关中平原的风里,总飘着些旧时光的味道。在我们这儿,把外公唤作“舅爷”,这是带着泥土气的亲昵。我的舅爷生于民国十年,与中国共产党同龄,他的一生,像一本被岁月翻得泛黄的书,每一页都写着坚韧与温热。

舅爷八十多岁时,仍爱坐在土炕上。土炕靠着斑驳的墙,被子半盖着他清瘦的身子,盘起的腿上放着收音机,舅爷眯着眼在听收音机里的播放的秦腔唱段。大年初二的阳光斜斜照进来,一大家子人围着他,舅爷伸出布满老茧的手,挨个摸索着晚辈的掌心,浑浊的眼睛里泛着光——那是在岁月里反复擦拭的、关于亲情的地图。

童年记忆里的舅爷是利落的。他个子不高,不足一米七的身板却挺得笔直,走路时双手背在身后,麻布鞋在黄土路上敲出急促的节奏,七八十岁仍让我们这些小辈追得气喘。母亲说,舅爷没进过学堂,却在生活里修得了一身“真学问”。早年做地下情报员,背着竹篓穿行渭河南北,青灰色的长衫下藏着比刀刃更锋利的机敏;后来做了乡长,又因家中缺劳力,在太舅奶奶的坚持下卸了公职,回村当起了大队支书。那些年他带着乡亲们垦荒种地,田埂上的脚印比算盘珠子还密,说起政策来条理清晰,骂起偷懒的后生也不留情面,却让整个村子的人都服他——毕竟谁能忘记,饥荒年里他把自家的粮票匀给断炊的邻居,自己啃了三个月的高粱馍?

去舅爷家的路,是童年最鲜活的画卷。没有车,我们只能步行,十几里的乡间小路被欢笑声泡得松软。妹妹总爱追着蝴蝶跑,我蹲在西沙河边看小蝌蚪,母亲背着布袋子走在前面,里头装着给舅爷的酥饼、纸卷烟和新做的布鞋。远远望见村口的老皂角树,舅爷的身影准在树下晃着,手里握着旱烟袋,看见我们便把烟锅在地上一磕、烟杆往腰间一别,快步迎上来,袖口还沾着喂猪的麸皮。

舅爷的厨房总飘着麦香。他烙的锅盔足有三指厚,大铁锅上腾起的热气里,金黄的饼皮“滋滋”作响,用手一掰,内里的蜂窝眼儿像藏着星星。舅爷爱听秦腔,每到村里唱大戏,舅爷就被母亲接来住些日子。那些天他格外精神,天不亮就揣着马扎蹲在戏台前,台上的武将甩着水袖,他跟着哼几句跑调的《斩单童》,浑浊的眼睛却亮得像戏台上的汽灯。我们蹲坐在他的身旁,磕着戏场两毛钱买来的瓜子,看他用旱烟杆敲着节奏,惊飞了梁上的燕子。

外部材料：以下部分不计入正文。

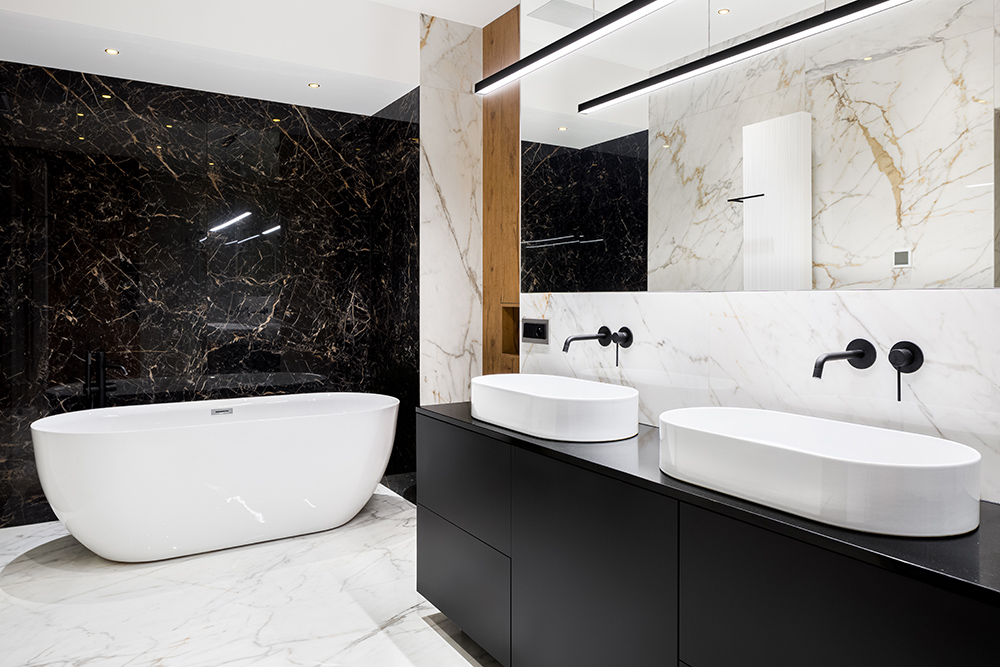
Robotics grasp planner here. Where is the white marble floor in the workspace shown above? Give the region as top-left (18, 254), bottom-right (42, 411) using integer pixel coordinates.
top-left (0, 486), bottom-right (496, 667)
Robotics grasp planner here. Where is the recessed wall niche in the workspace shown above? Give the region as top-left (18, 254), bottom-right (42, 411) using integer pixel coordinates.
top-left (0, 63), bottom-right (419, 526)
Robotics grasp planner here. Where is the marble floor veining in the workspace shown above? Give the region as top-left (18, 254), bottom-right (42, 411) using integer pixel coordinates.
top-left (0, 486), bottom-right (496, 667)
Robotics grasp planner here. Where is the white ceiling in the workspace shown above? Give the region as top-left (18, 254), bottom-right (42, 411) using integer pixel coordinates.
top-left (0, 0), bottom-right (517, 115)
top-left (521, 0), bottom-right (826, 148)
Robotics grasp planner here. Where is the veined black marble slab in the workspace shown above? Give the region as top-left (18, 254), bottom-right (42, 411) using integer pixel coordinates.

大二假期见舅爷,他已是八十六岁。得知我要写入党申请书,老人竟像孩子般颤抖起来。舅爷的宝贝都锁在他那个大木箱子里。他开锁的动作很慢,铜钥匙在木头箱子上刮出“咔嗒”一声,一本红绸封面的党章被郑重地捧出来,封皮上的烫金字已有些模糊,却被摩挲得发亮。“当年我在渭河边入党,介绍人说,党是给穷人撑伞的”,他的手覆在我手背上,掌纹里刻着半世纪前的风雨,“写入党申请书要实心实意,就像种地,种子埋进土里,得等着它生根发芽。”舅爷的话我铭记于心。

大三清明前的电话来得太急。母亲的哭声碎在听筒里,我攥着那张已成为发展对象的通知,忽然想起舅爷送我党章时眼里的光——他该是高兴的吧,只是没来得及告诉他,他种下的种子,已经在春天的土壤里冒出了嫩芽。

清明节时,我跟随母亲去上坟。跪在坟前那一刻,新翻的黄土带着潮气,香雾缭绕中,我似乎看到了舅爷穿着中山装,嘴角微微上扬,对着我说“来了”。我摸着碑上的刻字,像摸着他当年拉手时的老茧,烧纸的火星子蹦起来,落在春草上,恍惚又是那年戏台前的汽灯,又是土炕上那本被翻烂的党章,又是十几里乡间小路上永远追不上的舅爷轻快的脚步。

风从麦田里吹来,带着新麦的清甜。舅爷,你看这盛世,正如你当年在党旗下宣誓时盼的那样,而你的故事,早已长成我们血脉里的根,在每个春天,抽出新的枝桠。